昨日旭から重症と聞いていた圭太達であったが、美春は腕の骨折とあばら骨を2本。その内1本はヒビが入っただけで、もう1本もどこか内臓に突き刺さることもなく、思った以上に重症では無かった。頭や他の箇所にも影響は無かった。まぁ軽症では無いが、今日の夕方には退院する予定にはなっている。
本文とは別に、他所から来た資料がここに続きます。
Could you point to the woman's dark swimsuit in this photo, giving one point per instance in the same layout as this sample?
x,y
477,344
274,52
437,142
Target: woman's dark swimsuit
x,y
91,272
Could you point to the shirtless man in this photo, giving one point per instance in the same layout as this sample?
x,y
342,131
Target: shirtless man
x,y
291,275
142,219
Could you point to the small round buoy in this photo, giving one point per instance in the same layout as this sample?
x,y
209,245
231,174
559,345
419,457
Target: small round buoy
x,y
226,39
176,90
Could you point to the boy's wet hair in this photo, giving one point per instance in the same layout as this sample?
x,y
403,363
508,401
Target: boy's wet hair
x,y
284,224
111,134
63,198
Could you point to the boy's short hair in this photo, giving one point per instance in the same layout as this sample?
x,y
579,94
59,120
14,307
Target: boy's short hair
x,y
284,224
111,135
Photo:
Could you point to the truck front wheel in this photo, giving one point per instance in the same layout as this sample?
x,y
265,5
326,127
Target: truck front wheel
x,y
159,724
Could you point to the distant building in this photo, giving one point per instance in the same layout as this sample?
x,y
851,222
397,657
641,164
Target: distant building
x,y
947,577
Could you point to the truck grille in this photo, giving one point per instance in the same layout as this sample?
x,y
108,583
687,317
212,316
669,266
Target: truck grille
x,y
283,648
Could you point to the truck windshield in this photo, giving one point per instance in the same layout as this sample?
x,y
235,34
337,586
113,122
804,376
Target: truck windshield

「でもサンパチは全損級のダメージなんでしょう?大丈夫かしら・・・」
その事で今現在吐血して半死に状態の美春など知るすべも無く、真子が呟いた。
「まぁ凄腕メカがいるし、大丈夫だろ・・・そんなことより、翔子ん家はどうするんだろうな・・・」
「それこそわからないよね・・・」
凛が心配そうに言うと、圭太も頷いた。
「翔子が復活しないと、アノ計画を実行してもつまらないしなぁ」
「アノ計画・・・?」
凛の言葉に由美が聞き返すと、凛は「圭太から聞いてないのか?」と言って箸を置いた。
「そう言えばまだ由美には話してなかったよ」
「なによ圭太・・・なんだか凄く楽しそうな匂いがするわよ・・・?」
「その話については、私からしておこう」
味の薄いチャーハンに飽きてきた真子がレンゲを置いた。
「実は、8月にみんなで海に行く事が決まったの」
「え・・・!?本当!?」
由美が本当に嬉しそうに笑顔でたずねると、真子は頷きながら口を開いた。
「千葉の方に、ウチの別荘があるの。そんな広く無いんだけど、海に近くて眺めが凄く良いの」
「べ、べべべ別荘!?」
由美が北斗神拳を食らった敵のように悲鳴をあげた。別荘なんて、某探偵アニメか芸能ニュースでしか聞いたことの無い一般人にはどこか現実離れしたものだった。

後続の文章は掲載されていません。